BackButton handlers stack — calling onClick() multiple times stacks handlers; each fires on every back press. Always call offClick(fn) before registering a new handler. Use the single-handler pattern from Step 3.
Safe areas need both var families — --tg-safe-area-inset-bottom covers the device home bar; --tg-content-safe-area-inset-bottom covers Telegram's own bottom bar. Missing the second leaves content hidden behind Telegram's UI.
Use viewportStableHeight, not 100vh — viewportHeight jumps during keyboard/gesture animations; viewportStableHeight only changes when the animation settles.
openLink() requires a user gesture — cannot be called from a timeout or async chain not originating from a click.
Theme CSS vars are read-only — Telegram injects them; setting --tg-theme-* yourself has no effect.
CORS — Mini Apps run in Telegram's webview, a different origin from your backend. Add Access-Control-Allow-Origin headers.
Version gating — fullscreen, accelerometer, gyroscope, location require Bot API 8.0+. Guard with tg.isVersionAtLeast("8.0").

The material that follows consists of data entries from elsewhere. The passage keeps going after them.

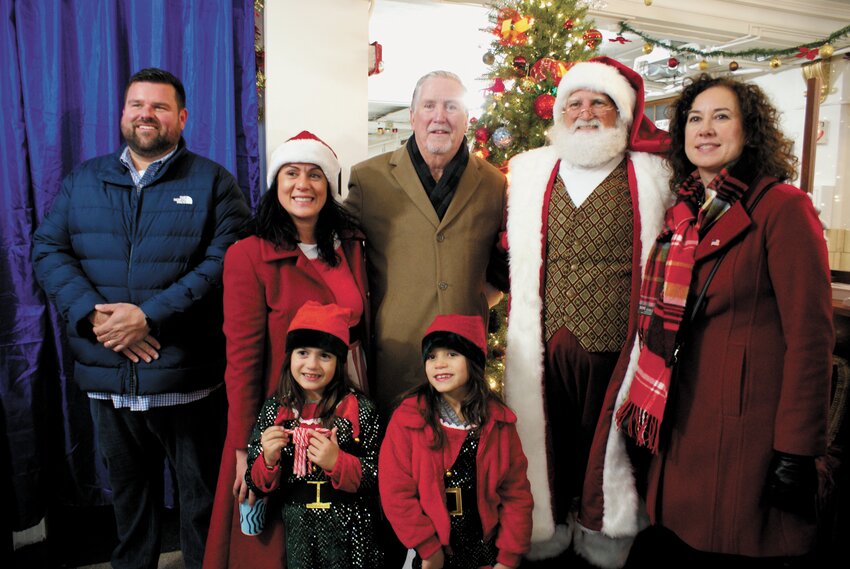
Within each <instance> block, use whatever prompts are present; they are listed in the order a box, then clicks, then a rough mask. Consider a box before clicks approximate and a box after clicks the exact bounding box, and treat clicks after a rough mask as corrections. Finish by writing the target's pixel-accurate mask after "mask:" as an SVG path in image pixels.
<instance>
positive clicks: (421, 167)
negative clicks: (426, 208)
mask: <svg viewBox="0 0 850 569" xmlns="http://www.w3.org/2000/svg"><path fill="white" fill-rule="evenodd" d="M407 153H408V154H409V155H410V160H411V161H412V162H413V167H414V168H415V169H416V175H417V176H419V181H420V182H422V187H423V188H425V193H427V194H428V199H429V200H431V205H433V206H434V211H436V212H437V217H438V218H439V219H440V220H441V221H442V219H443V216H444V215H446V210H447V209H449V204H450V203H452V198H453V197H454V195H455V190H457V185H458V183H459V182H460V178H461V176H463V172H464V171H465V170H466V165H467V164H468V163H469V149H468V148H467V147H466V144H465V143H464V144H461V145H460V148H459V149H458V151H457V153H456V154H455V155H454V157H453V158H452V159H451V161H449V163H448V164H446V168H445V169H444V170H443V175H442V176H440V179H439V180H434V177H433V176H432V175H431V168H429V167H428V163H427V162H425V158H423V157H422V153H421V152H419V146H418V145H417V144H416V137H415V136H411V137H410V138H409V139H408V140H407Z"/></svg>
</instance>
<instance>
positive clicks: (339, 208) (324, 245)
mask: <svg viewBox="0 0 850 569" xmlns="http://www.w3.org/2000/svg"><path fill="white" fill-rule="evenodd" d="M340 171H341V169H340V164H339V160H338V159H337V156H336V154H335V153H334V151H333V150H332V149H331V147H330V146H328V145H327V144H326V143H325V142H324V141H322V140H321V139H320V138H318V137H317V136H315V135H314V134H312V133H310V132H307V131H304V132H301V133H300V134H298V135H296V136H294V137H293V138H291V139H289V140H287V141H286V142H284V143H283V144H281V145H280V146H279V147H278V148H277V149H275V151H274V152H273V153H272V156H271V159H270V160H269V165H268V185H269V190H268V191H267V192H266V194H265V195H264V196H263V197H262V199H261V200H260V204H259V206H258V207H257V211H256V214H255V215H254V217H253V218H252V219H251V220H250V221H249V223H248V225H247V227H246V229H245V231H244V235H242V238H241V239H240V240H239V241H237V242H236V243H234V244H233V245H232V246H231V247H230V249H228V251H227V255H226V256H225V258H224V277H223V280H224V334H225V337H226V339H227V369H226V371H225V385H226V387H227V401H228V406H229V409H228V416H227V438H226V440H225V448H224V453H223V455H222V461H221V467H220V469H219V478H218V487H217V489H216V496H215V504H214V507H213V514H212V523H211V525H210V533H209V537H208V538H207V548H206V553H205V557H204V568H205V569H213V568H216V567H221V568H225V567H229V568H230V569H233V568H235V567H251V569H258V568H259V567H270V568H277V567H282V566H283V565H284V560H285V556H284V551H283V544H284V539H283V528H282V524H281V523H280V520H279V516H275V515H269V516H268V523H267V527H265V529H264V530H262V532H261V533H260V534H259V535H257V536H248V535H243V533H242V531H241V530H240V520H239V507H242V508H245V509H247V508H248V506H253V505H254V504H255V503H256V500H257V499H258V498H257V496H256V495H255V494H254V493H253V492H252V491H251V490H250V489H249V488H248V485H247V483H246V481H245V472H246V470H247V468H248V440H249V436H250V434H251V428H252V427H253V425H254V422H255V420H256V418H257V414H258V413H259V411H260V408H261V407H262V405H263V401H265V400H266V399H267V398H268V397H271V396H272V395H274V393H275V392H276V390H277V387H278V383H279V380H280V377H281V373H282V370H283V364H284V357H285V354H286V353H287V346H286V335H287V330H288V329H289V325H290V323H291V321H292V318H293V317H294V315H295V314H296V312H297V311H298V309H299V308H301V306H302V305H303V304H304V303H305V302H307V301H309V300H313V301H317V302H320V303H322V304H329V303H334V304H337V305H340V306H342V307H344V308H347V309H349V310H350V312H351V315H352V316H351V322H350V327H351V332H350V337H351V346H350V348H351V349H350V351H349V354H354V355H357V354H363V353H365V350H364V349H361V346H362V347H363V348H365V344H366V342H367V340H368V338H369V334H368V331H367V329H368V315H369V309H368V304H367V296H366V292H367V288H366V287H367V284H366V262H365V256H364V251H363V249H364V241H363V239H364V238H363V235H362V233H360V231H359V230H358V229H357V228H356V227H355V223H354V221H353V220H352V219H351V218H350V217H349V216H348V214H347V213H346V212H345V210H344V209H343V208H342V205H341V204H340V202H338V201H337V200H336V198H335V196H336V195H337V194H338V191H339V183H340V182H339V177H340ZM349 360H350V361H351V362H352V363H356V364H357V365H349V366H347V367H346V371H347V373H348V374H349V375H350V376H354V377H353V379H354V380H355V385H356V386H357V387H359V388H360V389H362V390H364V391H366V390H367V389H368V386H367V385H366V384H365V383H364V379H365V378H364V375H363V373H357V374H355V373H353V372H354V371H355V370H356V371H358V372H364V373H365V369H364V366H363V364H364V363H365V362H364V358H360V357H353V356H351V355H350V356H349ZM342 364H345V362H342ZM278 510H279V508H277V507H276V506H274V505H272V504H270V505H269V509H268V511H269V512H270V513H271V512H276V511H278ZM251 515H252V517H253V516H255V515H256V514H255V513H254V514H251ZM252 530H253V531H257V530H258V528H252Z"/></svg>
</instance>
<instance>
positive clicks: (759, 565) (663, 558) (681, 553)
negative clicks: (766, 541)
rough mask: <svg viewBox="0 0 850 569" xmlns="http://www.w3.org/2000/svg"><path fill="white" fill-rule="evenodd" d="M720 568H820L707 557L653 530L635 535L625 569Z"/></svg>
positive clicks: (809, 557)
mask: <svg viewBox="0 0 850 569" xmlns="http://www.w3.org/2000/svg"><path fill="white" fill-rule="evenodd" d="M653 566H658V567H719V568H722V569H779V568H799V569H803V568H808V567H822V566H824V565H820V564H818V563H816V562H815V558H814V557H813V556H811V555H805V556H801V557H745V556H743V555H726V554H722V553H707V552H705V551H698V550H696V549H694V548H692V547H690V546H689V545H688V544H687V543H685V542H684V541H682V540H681V539H679V537H678V536H677V535H676V534H675V533H673V532H672V531H670V530H668V529H666V528H663V527H660V526H652V527H649V528H647V529H645V530H644V531H642V532H641V533H640V534H638V536H637V539H635V543H634V545H633V546H632V550H631V552H630V554H629V559H628V561H627V562H626V566H625V568H624V569H632V568H634V569H639V568H642V567H653Z"/></svg>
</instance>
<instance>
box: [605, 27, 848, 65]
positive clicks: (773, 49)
mask: <svg viewBox="0 0 850 569" xmlns="http://www.w3.org/2000/svg"><path fill="white" fill-rule="evenodd" d="M623 32H631V33H633V34H635V35H637V36H640V37H641V38H642V39H643V40H644V41H645V42H646V43H648V44H651V45H653V46H656V45H657V46H660V47H663V48H665V49H669V50H670V51H673V52H676V53H690V54H692V55H698V56H700V57H703V58H706V57H715V58H716V57H739V58H740V57H749V58H768V57H782V56H789V55H801V54H802V56H805V55H806V53H807V52H808V51H809V50H811V49H814V48H820V47H823V46H825V45H832V44H833V43H834V42H835V41H836V40H838V39H841V38H843V37H845V36H847V35H850V26H845V27H843V28H841V29H840V30H837V31H835V32H833V33H832V34H830V36H829V37H826V38H824V39H822V40H817V41H813V42H809V43H804V44H800V45H798V46H796V47H788V48H784V49H760V48H756V49H745V50H741V51H727V50H719V49H718V50H702V49H695V48H692V47H687V46H681V47H679V46H675V45H673V44H672V43H671V42H670V40H661V39H658V38H655V37H652V36H650V35H649V34H647V33H645V32H642V31H640V30H638V29H635V28H633V27H632V26H631V25H629V24H628V23H627V22H620V32H619V33H620V35H622V34H623Z"/></svg>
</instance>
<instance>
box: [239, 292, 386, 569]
mask: <svg viewBox="0 0 850 569" xmlns="http://www.w3.org/2000/svg"><path fill="white" fill-rule="evenodd" d="M349 318H350V310H349V309H347V308H342V307H340V306H337V305H335V304H327V305H322V304H319V303H318V302H315V301H308V302H307V303H305V304H304V305H303V306H302V307H301V308H300V309H299V310H298V312H297V313H296V314H295V317H294V318H293V319H292V323H291V324H290V326H289V331H288V333H287V336H286V359H285V360H284V368H283V369H284V372H283V374H282V377H281V380H280V384H279V387H278V391H277V394H276V395H275V396H274V397H271V398H269V399H268V400H267V401H266V402H265V404H264V405H263V408H262V410H261V411H260V415H259V417H258V419H257V424H256V425H255V426H254V430H253V432H252V434H251V440H250V442H249V445H248V473H247V476H246V480H247V482H248V485H249V487H250V488H251V490H253V491H254V492H256V493H258V494H259V495H261V496H262V495H265V494H268V493H270V492H273V491H278V490H279V491H280V492H281V498H282V502H283V506H282V511H281V514H282V516H283V522H284V527H285V528H286V566H287V567H288V569H299V568H305V569H309V568H315V567H322V568H324V569H349V568H358V567H359V568H368V569H373V568H380V567H382V566H383V553H382V552H381V550H380V548H379V547H378V542H377V539H376V535H377V533H376V530H377V522H378V519H379V518H378V516H379V515H380V512H379V511H378V499H377V462H378V460H377V459H378V448H379V431H380V426H379V422H378V413H377V411H376V409H375V406H374V405H373V404H372V402H371V401H369V400H368V399H367V398H366V397H365V396H364V395H363V394H361V393H360V392H358V391H356V390H355V389H354V388H352V387H351V386H350V383H349V381H348V379H347V375H346V374H345V371H344V369H343V368H344V364H345V361H346V355H347V353H348V340H349V337H348V323H349Z"/></svg>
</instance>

Test on real mobile — Telegram desktop and the in-browser dev preview render differently from iOS/Android. Ship only after testing on a real device.
pre_checkout_query has a 10-second hard deadline — answer it within 8 seconds (leave margin). If your stock check takes longer, answer optimistically then verify async.
SecondaryButton requires Bot API 7.10+ — older clients ignore it silently. Always version-gate.
Full API Reference
See references/js-api.md for all window.Telegram.WebApp methods, events, properties, storage APIs, and CSS variable names.